The truth is that we need to spend more of our household budget for food, not less.

The truth is that we need to spend more of our household budget for food, not less. By rearranging both our household and national expenditures, we should give a higher priority to fresh, healthy food and a lower priority to electronic gadgets, mall booty, cars, lawns, and vacations. Our overall expenses don’t have to go up, they just need to be realigned with our changing values. By choosing higher quality food and better ways of growing it, we also begin to reshape the American culture.

In the meantime, here we are in the supermarket aisles, making the best choices we can. Though brightly colored promises on the boxes and packages (“all natural!” “low-fat!” “high in Omega 3!”) seem a little overwhelming, with patience and peer support, we can learn what these slogans really mean, step by step. For example, “free-range” egg-laying hens are typically out of cages but inside barns or warehouses. They have some outdoor access, but how much is not specified, and there is no third-party quality control. A higher level of quality assurance for eggs is “USDA Certified Organic,” which guarantees not only outdoor access, but also an organic, all-vegetarian diet free of antibiotics and pesticides.

Food labels like these are an agreement, an understanding, between producer and consumer, for a certain level of quality; a certain set of core values. The labels not only help the buyer but also guide the grower, holding production standards higher. Rather than remaining Lone Rangers for truth, justice and quality in food, many Americans are now opting to let Whole Foods, Trader Joe’s or the local food co-op prescreen food products for key traits like fair trade, organic, local, and ecological sensitivity.

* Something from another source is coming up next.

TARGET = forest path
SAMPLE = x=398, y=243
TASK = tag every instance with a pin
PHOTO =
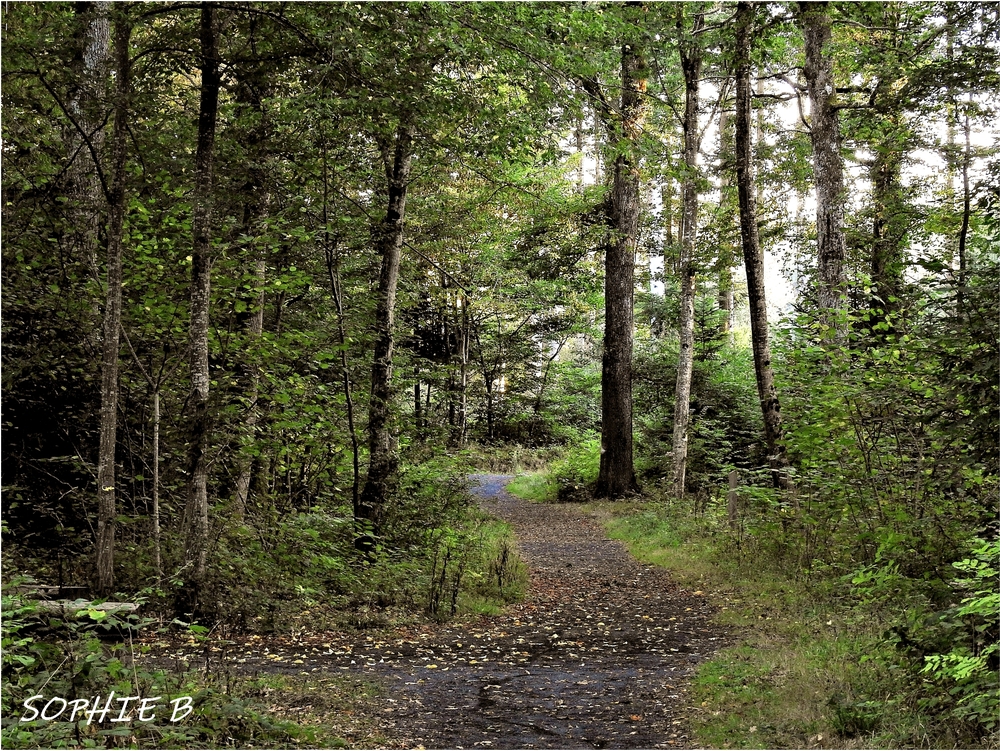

After learning what brands they prefer, smart shoppers also learn which conventional supermarkets carry those products, often at slightly lower prices. (And they learn to request those products from conventional store managers.) Step by step, they are changing not only the household diet, but also America’s diet.

“You shouldn’t need a Ph.D. in nutritional biochemistry to go supermarket shopping,” says David Katz of the Yale Prevention Research Center, who wants to bring “traffic light” labeling system to the U.S. “The index, with green, yellow, or red labels, should take into account the quantity of calories, beneficial nutrients, and potentially harmful nutrients such as trans fat, in a serving of any given food. Why shouldn’t even dummies wind up with a shopping cart filled with the good stuff?”

The eatingwell.com website concurs with Katz that label reading should be easier, but maintains that a lot of important nutritional information is already on the labels, if you know how to scan them. Keeping it simple, they suggest:


Limit Products With:

Saturated fat: As low as possible; less than five grams per serving.

Trans fat: should be zero. (Hydrogenated” or “partially hydrogenated” oils means trans fats).

Sodium: As low as possible. The FDA allows a “healthy” label on foods with less than 480 mg/serving for entrees, less than 360 mg for all other foods.

High fructose corn syrup: A cheap form of highly concentrated sugar (words ending in “ose” are pseudonyms for sugar).

“Enriched” or “wheat” flour (aliases for “white”) Choose whole-wheat flour instead.

Choose Products With:

The shortest possible ingredient list.


Fiber: Three or more grams per serving.

Whole grains: Preferably first or second in the ingredients list.

“Liquid” or “high-oleic” vegetable oils: Heart-healthy unsaturated fats

Fruits and vegetables: Dried or fresh, in whole form.